Switching from a prolactin-elevating antipsychotic agent, such
as risperidone or an older neuroleptic, to a modern agent without
such effects can increase the risk of becoming pregnant (98). Early
case reports described limb malformations following first-trimester
exposure to haloperidol (99,100), but several other studies have
not demonstrated teratogenic risk associated with any of the older
typical neuroleptics of either low or high potency (101,102). Nevertheless,
a metaanalysis of available studies noted a suggestive elevation
of overall risk for congenital malformations following first-trimester
exposure to low-potency neuroleptics; however, no specific type
of malformation was identified (50). In clinical practice, high-potency
neuroleptic agents such fluphenazine, haloperidol, perphenazine,
and trifluoperazine are recommended because they have lesser autonomic,
sedative, and cardiovascular side effects than do the low-potency
agents. (50,52).
Information on the reproductive safety of newer ATPs remains very
sparse. There are no adequate human studies to evaluate the risk
for potential teratogenicity of clozapine, olanzapine, risperidone,
quetiapine, or ziprasidone. There are perhaps 5 published case reports
of women treated during pregnancy with the oldest ATP agent, clozapine;
they yield no evidence of major congenital malformations (103106).

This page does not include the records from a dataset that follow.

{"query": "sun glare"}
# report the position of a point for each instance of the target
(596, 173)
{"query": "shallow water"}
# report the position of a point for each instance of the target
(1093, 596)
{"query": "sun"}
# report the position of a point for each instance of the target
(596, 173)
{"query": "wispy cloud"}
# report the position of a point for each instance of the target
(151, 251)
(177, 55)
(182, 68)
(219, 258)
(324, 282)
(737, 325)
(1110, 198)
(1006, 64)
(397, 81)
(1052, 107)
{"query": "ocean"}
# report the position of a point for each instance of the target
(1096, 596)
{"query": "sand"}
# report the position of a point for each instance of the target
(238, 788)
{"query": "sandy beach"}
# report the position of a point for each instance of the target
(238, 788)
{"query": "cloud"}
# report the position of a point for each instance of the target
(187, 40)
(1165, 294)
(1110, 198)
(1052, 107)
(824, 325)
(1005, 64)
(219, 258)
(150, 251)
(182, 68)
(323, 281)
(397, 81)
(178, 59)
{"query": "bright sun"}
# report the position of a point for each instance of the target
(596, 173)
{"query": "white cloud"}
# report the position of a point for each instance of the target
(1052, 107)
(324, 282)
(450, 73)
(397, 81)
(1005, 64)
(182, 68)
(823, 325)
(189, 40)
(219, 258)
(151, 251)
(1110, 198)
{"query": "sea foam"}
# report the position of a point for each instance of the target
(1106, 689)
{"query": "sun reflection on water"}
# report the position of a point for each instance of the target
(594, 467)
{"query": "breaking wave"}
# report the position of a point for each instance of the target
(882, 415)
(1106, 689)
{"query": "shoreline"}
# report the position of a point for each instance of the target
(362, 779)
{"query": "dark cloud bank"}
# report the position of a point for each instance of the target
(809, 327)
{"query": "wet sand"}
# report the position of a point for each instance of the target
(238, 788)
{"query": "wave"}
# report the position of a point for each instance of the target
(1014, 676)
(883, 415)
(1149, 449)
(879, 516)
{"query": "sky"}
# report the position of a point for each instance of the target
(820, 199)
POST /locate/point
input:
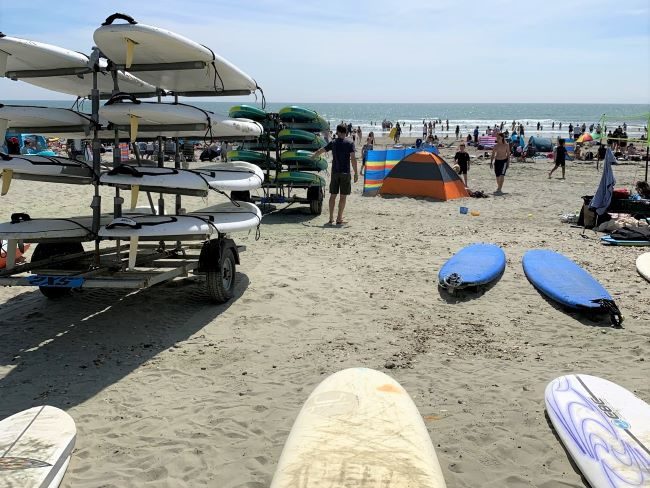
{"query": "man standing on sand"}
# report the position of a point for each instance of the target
(560, 158)
(501, 160)
(462, 159)
(342, 154)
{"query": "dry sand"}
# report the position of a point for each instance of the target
(170, 391)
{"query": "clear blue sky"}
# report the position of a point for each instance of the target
(380, 51)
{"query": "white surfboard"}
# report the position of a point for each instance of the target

In addition, the original manufacturer of clozapine has collected
information on at least 29 babies exposed to clozapine before birth
(107). Of these, 25/28 were healthy, and 4/28 had problems, including
neonatal convulsions, Turners syndrome, collar-bone fracture,
facial deformity, congenital hip dislocation, and blindness. However,
the possible significance of these findings as evidence of teratogenic
actions of clozapine is not clear. The manufacturer of olanzapine
also established a registry that includes at least 96 reports of
outcomes following prenatal exposure to this ATP (95,108). There
was only 1 case of a major malformation (1/96) and 7 other instances
of temporary perinatal complications. Experience to date with all
these registries for atypical antipsychotic agents remains insufficient
to provide for adequate assessment of fetal safety.
Several case reports have documented transient extrapyramidal symptoms
(EPS), including motor restlessness, tremor, hypertonicity, dystonia,
and parkinsonism in neonates exposed to neuroleptics during pregnancy
(109,110). These problems have typically been of short duration
and have been followed by apparently normal subsequent motor development
(111). Risks for potential neurobehavioural or cognitive effects
from prenatal exposure to older neuroleptics have also been considered,
but the available data remain limited and inconclusive. A longitudinal
study that evaluated general intelligence and behaviour of children
exposed to low-potency neuroleptics in utero found no evidence of
dysfunction or developmental delays up to age 5 years (111).